For Jews, World War I and the Civil War that followed the
revolutions in Russia were great calamities. The Pale of Settlement
was the area where most of the prolonged military conflict took
place, and Jews were killed indiscriminately by cossack armies,
Russian White armies, Ukrainian nationalist forces, and anarchist
peasant armies. In addition, the emergence of an independent
Poland, Lithuania, and Latvia and the annexation of Bessarabia by
Romania left large numbers of Jews outside the Soviet state
borders. By 1922 the Jewish population in the Soviet Union was less
than half of what it had been in the former Russian Empire.
The early years of the Soviet state provided unusual
opportunities for Jews to mainstream into Soviet society. Although
the majority of Jews had opposed the Bolsheviks during the Civil
War, many supported the creation of the new, "non-national" state,
which they expected would tolerate Jews. Hundreds of thousands of
Jews were integrated into Soviet cultural and economic life, and
many Jews occupied key positions in both areas. Jews were
particularly numerous in higher education and in scientific
institutions. Official anti-Semitism ceased, restrictions on Jewish
settlement were banned, Jewish culture flourished, and Jewish
sections of the CPSU were established. Many Jews, such as Leon
Trotsky, Grigorii V. Zinov'ev, Lev B. Kamenev, Lazar M. Kaganovich,
and Maksim M. Litvinov, occupied the most prominent positions in
party leadership. The purges in the mid- to late 1930s, however,
reduced considerably the Jewish intelligentsia's participation in
political life, particularly in the party's top echelons.

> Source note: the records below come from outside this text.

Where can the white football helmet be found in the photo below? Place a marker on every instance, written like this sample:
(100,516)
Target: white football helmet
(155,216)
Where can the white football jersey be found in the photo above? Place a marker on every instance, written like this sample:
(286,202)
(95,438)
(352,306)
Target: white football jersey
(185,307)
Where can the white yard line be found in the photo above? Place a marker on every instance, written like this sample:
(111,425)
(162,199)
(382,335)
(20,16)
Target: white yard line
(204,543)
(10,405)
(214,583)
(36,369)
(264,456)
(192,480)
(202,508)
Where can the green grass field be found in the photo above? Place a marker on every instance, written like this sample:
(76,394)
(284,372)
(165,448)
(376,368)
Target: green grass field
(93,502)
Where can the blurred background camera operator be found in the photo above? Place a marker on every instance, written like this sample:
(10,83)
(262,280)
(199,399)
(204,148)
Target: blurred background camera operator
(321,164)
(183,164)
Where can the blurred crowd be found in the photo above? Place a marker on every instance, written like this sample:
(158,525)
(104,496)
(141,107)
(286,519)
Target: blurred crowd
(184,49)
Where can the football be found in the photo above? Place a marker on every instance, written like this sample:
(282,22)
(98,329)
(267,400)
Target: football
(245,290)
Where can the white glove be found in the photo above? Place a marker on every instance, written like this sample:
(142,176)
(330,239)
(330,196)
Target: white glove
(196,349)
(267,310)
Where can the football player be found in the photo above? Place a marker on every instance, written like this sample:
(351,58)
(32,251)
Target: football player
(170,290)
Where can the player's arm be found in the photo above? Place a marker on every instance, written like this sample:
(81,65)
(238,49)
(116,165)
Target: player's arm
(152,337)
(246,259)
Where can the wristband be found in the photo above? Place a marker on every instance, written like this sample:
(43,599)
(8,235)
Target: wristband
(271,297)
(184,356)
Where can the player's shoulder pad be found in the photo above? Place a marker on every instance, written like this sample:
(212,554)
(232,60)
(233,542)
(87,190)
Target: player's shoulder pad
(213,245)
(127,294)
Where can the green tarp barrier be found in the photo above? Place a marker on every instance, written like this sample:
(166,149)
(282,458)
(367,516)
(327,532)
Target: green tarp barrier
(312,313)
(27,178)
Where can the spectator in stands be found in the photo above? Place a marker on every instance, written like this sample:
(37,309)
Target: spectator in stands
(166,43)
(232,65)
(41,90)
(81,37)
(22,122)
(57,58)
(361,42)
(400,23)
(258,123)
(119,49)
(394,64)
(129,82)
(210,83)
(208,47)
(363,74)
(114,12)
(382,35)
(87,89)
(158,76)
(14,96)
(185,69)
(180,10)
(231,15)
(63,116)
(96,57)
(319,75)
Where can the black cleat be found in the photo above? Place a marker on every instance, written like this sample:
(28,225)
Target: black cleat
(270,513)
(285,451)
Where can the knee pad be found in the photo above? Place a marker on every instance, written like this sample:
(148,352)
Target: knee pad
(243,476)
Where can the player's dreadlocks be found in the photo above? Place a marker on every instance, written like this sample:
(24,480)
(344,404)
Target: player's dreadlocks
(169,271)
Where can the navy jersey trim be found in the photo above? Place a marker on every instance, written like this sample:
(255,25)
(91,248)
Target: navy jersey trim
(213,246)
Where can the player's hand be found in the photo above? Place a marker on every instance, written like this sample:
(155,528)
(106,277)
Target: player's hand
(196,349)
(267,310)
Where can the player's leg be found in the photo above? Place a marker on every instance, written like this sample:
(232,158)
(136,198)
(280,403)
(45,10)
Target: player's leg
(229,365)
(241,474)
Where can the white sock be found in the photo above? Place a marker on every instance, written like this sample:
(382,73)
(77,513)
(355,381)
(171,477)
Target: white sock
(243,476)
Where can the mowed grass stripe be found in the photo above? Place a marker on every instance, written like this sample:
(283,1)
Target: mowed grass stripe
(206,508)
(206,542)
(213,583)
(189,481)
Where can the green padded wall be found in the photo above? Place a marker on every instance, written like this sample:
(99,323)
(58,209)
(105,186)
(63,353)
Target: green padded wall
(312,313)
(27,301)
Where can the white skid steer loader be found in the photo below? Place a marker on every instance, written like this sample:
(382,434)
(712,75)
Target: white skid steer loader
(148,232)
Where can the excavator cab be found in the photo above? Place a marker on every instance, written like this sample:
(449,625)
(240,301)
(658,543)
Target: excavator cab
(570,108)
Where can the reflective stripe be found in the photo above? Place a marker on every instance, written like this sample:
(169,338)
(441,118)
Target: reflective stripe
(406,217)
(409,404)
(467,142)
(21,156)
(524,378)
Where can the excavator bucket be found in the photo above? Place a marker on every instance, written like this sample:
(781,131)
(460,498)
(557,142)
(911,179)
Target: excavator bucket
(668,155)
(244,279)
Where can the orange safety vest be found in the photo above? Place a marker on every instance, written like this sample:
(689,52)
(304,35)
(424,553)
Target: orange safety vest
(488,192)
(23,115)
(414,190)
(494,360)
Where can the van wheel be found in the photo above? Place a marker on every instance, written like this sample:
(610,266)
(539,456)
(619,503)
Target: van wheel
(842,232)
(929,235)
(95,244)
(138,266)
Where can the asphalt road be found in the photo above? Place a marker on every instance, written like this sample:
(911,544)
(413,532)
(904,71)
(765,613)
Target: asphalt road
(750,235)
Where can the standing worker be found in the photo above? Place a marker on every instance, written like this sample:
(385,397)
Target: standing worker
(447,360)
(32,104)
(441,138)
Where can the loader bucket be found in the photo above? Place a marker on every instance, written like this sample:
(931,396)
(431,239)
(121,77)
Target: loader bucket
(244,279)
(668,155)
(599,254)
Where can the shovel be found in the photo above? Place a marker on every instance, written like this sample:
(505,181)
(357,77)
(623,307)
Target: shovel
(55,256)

The 1941 German invasion of the Soviet Union was particularly
horrific for Soviet Jewry. About 2.5 million Jews were annihilated,
often by collaborators among the native populations in the occupied
territories who aided the Germans in killing Jews. Paradoxically,
in Soviet territories that escaped German occupation, anti-Semitism
also reemerged in the local population's resentment against the
often better educated, wealthier Jews who were evacuated there
before the advancing German armies.
Jews were the most dispersed nationality in the Soviet Union.
In 1989 a majority of the 1.4 million Jews in the Soviet Union
lived in the three Slavic republics. Approximately 536,000 lived in
the Russian Republic, 486,000 in the Ukrainian Republic, and
112,000 in the Belorussian Republic. Large Jewish minorities also
lived in the Uzbek and Moldavian republics, and smaller numbers of
Jews lived in all the remaining republics.
Although the Jewish (Yevreyskaya) Autonomous Oblast in the
Soviet Far East was designated as the homeland of the Soviet Jews,
only 8,887 Jews lived there in 1989, just over 4 percent of the
population of the oblast. Never high, the number of Jews in the
Jewish Autonomous Oblast has been declining--14,269, or 8.8
percent, of the oblast's population in 1959 and 11,452, or 6.6
percent, in 1970.
Between 1959 and 1989, the Jewish population in the Soviet
Union declined by about 900,000. The decline was attributed to
several factors--low birth rate, intermarriage, concealment of
Jewish identity, and emigration.
Although 83 percent of the Jews regarded Russian as their
native language in 1979, Soviet authorities recognized Yiddish as
the national language of Soviet Jewry. Small groups of Soviet Jews
spoke other "Jewish" languages: in Soviet Central Asia some Jews
spoke a Jewish dialect of Tadzhik, in the Caucasus area Jews spoke
a form of Tat, while those in the Georgian Republic used their own
dialect of the Georgian language.
Soviet Jews were overwhelmingly urban. In 1979 over 98 percent
of all Jews in the Soviet Union lived in urban areas. Four cities
in particular--Moscow, Leningrad, Kiev, and Odessa--had large
concentrations of Jews. Along with being the most urbanized
nationality, in the 1970s Jews also ranked first among all
nationalities in educational level and in numbers of scientific
workers per thousand.
Traditionally, Jews have been highly represented in the CPSU,
and their membership exceeded considerably their proportion of the
total population. Soviet statistics show that 5.2 percent of all
CPSU members in 1922 were Jews; in 1927 the figure declined to 4.3
percent. In 1976 the figure was 1.9 percent, almost three times the
percentage of Jews in the general population.